Railways arrived in India within 30 years of their inauguration in England. Rowland McDonald Stephenson, the first Agent and Managing Director of the East Indian Railway Company submitted the first traffic and Engineering feasibility Report for a line from Calcutta to Mirzapore, to the East India Company. In May 1845, Stephenson established the East Indian Railway Company. On 17th August, 1849 the Court of Directors of East India Company signed an agreement with East Indian Railway Company for construction of a short experimental line from Calcutta to Burdwan, originally proposed by the Company in 1845.
The East Indian Railway Company’s Managing Director Macdonald Stephenson, George Turnbull, the company’s Chief Engineer, and the engineer Slater made on 7 May 1850 an initial survey from Howrah to Burdwan on the route to the Raniganj coalfields.
Accordingly, the first train of East Indian Railway started its historic ‘zero mile’ journey in 15th August 1854 from the very place where the Howrah Station stands now.

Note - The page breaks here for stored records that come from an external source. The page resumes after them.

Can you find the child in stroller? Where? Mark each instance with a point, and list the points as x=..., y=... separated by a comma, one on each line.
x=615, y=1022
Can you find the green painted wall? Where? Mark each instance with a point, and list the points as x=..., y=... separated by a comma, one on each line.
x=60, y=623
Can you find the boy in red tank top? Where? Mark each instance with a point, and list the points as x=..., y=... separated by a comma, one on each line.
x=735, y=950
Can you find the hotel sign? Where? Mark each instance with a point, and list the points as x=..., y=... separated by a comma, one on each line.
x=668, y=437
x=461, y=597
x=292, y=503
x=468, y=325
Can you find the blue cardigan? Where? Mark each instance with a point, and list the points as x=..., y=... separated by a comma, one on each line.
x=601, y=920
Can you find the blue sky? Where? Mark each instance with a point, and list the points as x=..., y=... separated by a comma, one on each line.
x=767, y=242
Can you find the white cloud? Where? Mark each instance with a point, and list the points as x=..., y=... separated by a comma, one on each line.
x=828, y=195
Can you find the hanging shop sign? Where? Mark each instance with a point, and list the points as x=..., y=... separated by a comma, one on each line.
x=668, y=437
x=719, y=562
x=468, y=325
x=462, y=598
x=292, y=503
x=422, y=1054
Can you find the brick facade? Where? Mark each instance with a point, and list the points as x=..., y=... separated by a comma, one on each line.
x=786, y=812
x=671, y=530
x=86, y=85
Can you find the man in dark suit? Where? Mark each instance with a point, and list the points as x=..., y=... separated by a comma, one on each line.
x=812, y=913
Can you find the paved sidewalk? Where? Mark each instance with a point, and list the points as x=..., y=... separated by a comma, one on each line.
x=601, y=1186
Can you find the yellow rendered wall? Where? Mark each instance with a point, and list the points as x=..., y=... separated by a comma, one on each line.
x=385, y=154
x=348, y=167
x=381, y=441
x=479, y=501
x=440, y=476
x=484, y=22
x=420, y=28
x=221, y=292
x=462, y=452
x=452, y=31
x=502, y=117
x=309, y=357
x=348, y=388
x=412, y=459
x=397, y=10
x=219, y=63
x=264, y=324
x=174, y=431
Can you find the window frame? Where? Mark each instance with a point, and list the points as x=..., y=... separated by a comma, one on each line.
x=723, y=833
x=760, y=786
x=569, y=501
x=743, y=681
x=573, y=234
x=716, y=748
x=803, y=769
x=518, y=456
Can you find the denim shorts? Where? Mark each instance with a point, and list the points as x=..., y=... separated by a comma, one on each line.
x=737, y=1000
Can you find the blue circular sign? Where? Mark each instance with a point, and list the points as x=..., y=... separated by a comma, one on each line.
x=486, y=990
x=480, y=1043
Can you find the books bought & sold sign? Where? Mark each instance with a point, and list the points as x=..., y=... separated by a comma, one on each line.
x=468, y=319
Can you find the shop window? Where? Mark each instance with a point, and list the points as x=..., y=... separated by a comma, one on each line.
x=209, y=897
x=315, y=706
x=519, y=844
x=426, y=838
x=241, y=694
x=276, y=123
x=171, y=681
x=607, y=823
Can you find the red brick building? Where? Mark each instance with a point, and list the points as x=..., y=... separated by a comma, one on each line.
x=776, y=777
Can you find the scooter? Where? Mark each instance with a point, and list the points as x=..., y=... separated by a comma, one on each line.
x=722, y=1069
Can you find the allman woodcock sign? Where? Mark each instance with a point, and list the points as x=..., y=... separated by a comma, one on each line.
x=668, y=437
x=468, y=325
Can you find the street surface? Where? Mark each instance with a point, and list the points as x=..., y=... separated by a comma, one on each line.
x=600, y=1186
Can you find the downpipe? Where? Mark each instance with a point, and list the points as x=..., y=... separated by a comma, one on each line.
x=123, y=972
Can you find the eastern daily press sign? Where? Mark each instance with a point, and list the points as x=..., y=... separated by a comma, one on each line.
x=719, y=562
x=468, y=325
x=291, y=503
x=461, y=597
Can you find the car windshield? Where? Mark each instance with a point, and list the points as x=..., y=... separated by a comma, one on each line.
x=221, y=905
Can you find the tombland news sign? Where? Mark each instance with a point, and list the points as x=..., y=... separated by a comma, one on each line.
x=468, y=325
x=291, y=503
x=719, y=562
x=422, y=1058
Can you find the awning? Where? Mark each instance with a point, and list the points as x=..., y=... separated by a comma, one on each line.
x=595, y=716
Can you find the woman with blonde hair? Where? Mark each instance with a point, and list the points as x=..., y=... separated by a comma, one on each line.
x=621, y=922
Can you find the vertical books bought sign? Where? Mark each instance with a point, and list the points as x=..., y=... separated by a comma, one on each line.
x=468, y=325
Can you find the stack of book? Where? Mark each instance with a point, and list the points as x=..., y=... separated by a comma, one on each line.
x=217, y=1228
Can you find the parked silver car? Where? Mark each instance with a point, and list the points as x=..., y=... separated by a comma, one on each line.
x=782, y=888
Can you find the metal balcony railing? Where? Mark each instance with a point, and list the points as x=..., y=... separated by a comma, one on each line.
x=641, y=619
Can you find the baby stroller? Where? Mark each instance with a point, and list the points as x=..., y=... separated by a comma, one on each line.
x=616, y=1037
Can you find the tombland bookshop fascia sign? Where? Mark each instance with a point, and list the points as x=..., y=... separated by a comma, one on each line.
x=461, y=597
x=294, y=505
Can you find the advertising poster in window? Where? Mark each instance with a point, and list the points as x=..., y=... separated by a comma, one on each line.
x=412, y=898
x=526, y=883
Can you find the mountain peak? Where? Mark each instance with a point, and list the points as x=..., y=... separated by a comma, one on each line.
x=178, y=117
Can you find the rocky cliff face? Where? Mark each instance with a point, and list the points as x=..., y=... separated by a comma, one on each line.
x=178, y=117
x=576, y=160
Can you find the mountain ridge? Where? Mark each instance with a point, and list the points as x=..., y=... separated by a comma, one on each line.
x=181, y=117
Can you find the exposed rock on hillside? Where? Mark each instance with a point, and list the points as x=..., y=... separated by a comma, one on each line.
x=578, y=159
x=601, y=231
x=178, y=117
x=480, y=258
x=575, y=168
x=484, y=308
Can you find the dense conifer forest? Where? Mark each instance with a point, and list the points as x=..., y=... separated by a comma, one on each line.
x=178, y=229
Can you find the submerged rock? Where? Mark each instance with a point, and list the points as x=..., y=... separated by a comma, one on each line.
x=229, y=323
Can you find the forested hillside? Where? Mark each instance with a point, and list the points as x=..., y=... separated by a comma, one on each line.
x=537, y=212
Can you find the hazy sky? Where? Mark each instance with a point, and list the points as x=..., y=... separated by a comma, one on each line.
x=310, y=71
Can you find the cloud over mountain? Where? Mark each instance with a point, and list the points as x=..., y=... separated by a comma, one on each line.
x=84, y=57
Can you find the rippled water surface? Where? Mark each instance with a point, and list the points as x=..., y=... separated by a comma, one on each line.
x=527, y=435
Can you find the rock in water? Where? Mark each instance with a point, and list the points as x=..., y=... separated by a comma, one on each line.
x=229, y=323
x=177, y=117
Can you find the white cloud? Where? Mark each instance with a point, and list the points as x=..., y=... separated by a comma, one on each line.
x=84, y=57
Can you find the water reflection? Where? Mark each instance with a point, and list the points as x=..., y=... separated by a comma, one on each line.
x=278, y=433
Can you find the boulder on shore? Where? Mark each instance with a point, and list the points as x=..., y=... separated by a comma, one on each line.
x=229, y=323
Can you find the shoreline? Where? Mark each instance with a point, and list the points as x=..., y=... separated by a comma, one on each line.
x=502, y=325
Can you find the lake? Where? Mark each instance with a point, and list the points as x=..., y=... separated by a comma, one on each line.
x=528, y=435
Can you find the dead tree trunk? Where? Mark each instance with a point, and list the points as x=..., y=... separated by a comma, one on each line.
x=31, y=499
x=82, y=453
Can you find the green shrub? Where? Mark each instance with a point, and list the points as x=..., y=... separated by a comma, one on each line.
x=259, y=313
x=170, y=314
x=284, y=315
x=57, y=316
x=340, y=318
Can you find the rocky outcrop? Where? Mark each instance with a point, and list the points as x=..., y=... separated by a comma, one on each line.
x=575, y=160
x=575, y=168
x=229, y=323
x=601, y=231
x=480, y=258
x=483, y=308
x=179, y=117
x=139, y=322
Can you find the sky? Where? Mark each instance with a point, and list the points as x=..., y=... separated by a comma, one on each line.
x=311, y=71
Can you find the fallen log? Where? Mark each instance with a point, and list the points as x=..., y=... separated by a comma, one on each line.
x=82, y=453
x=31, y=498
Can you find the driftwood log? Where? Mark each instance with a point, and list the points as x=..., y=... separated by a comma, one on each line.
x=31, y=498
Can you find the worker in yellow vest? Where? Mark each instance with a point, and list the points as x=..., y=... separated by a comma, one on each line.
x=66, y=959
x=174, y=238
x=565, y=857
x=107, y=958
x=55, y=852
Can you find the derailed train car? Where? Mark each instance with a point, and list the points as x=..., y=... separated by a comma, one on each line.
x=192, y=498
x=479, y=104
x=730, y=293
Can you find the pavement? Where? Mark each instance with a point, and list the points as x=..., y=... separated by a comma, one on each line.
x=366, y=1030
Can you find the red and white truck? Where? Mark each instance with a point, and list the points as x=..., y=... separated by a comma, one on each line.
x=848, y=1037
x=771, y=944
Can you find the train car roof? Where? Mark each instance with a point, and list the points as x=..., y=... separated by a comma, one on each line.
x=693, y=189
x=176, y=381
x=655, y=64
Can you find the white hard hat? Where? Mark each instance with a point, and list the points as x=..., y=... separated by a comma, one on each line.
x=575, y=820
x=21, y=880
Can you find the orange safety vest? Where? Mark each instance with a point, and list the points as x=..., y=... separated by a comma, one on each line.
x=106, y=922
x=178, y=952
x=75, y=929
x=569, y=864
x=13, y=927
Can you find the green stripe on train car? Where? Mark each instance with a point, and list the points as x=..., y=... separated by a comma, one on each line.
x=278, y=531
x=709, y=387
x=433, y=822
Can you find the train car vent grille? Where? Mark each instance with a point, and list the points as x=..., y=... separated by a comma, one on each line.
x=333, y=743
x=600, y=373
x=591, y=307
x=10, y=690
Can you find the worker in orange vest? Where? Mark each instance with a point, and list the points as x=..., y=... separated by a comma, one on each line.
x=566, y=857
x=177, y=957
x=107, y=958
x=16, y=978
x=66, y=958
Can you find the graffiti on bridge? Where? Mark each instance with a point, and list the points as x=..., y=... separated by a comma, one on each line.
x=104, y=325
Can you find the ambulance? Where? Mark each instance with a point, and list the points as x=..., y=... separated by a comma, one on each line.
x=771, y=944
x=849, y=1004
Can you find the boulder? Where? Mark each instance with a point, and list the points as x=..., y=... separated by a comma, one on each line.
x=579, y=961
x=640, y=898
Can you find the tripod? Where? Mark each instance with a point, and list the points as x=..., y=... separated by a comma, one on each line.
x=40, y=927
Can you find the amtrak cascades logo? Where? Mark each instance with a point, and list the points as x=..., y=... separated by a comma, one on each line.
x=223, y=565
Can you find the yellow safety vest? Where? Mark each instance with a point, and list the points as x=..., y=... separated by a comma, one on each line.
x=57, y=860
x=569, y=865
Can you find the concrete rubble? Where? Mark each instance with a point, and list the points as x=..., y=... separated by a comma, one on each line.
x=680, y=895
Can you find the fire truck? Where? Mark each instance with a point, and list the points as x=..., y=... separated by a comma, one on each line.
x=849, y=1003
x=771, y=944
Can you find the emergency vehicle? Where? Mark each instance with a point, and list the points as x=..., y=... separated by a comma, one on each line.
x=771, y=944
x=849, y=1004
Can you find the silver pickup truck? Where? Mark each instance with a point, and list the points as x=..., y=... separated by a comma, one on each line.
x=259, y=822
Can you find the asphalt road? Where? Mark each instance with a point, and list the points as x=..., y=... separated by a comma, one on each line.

When East Indian Railway laid its first railway line, it also laid the first milestone. This milestone is referred to as the Original Zero Mile.
The Zero Mile bears reference to the gradual land acquisition undertaken by the East Indian Railway. This is evident from the Land acquisition Plans surveyed and drawn at that time. The EIR No. 1 map shows that location of the actual Zero Mile. It was the first milestone engraved on a bronze plate and embedded on the wall of the office of the Divisional Superintendent (now Divisional Railway Manager).
Said to have been found near the Howrah Control, it is the first milestone that was set up when EIR laid the first line for the 1854 journey. Subsequent growth and progress of the Railway line gave birth to the land plans of EIR No. 2, EIR No. 3 and so on.
With the gradual evolution from the temporary structure of Howrah station at Zero Mile, the station building is now visible as a mammoth architecture with blending of modernity and ethnicity having a footfall of lakhs of people on daily basis.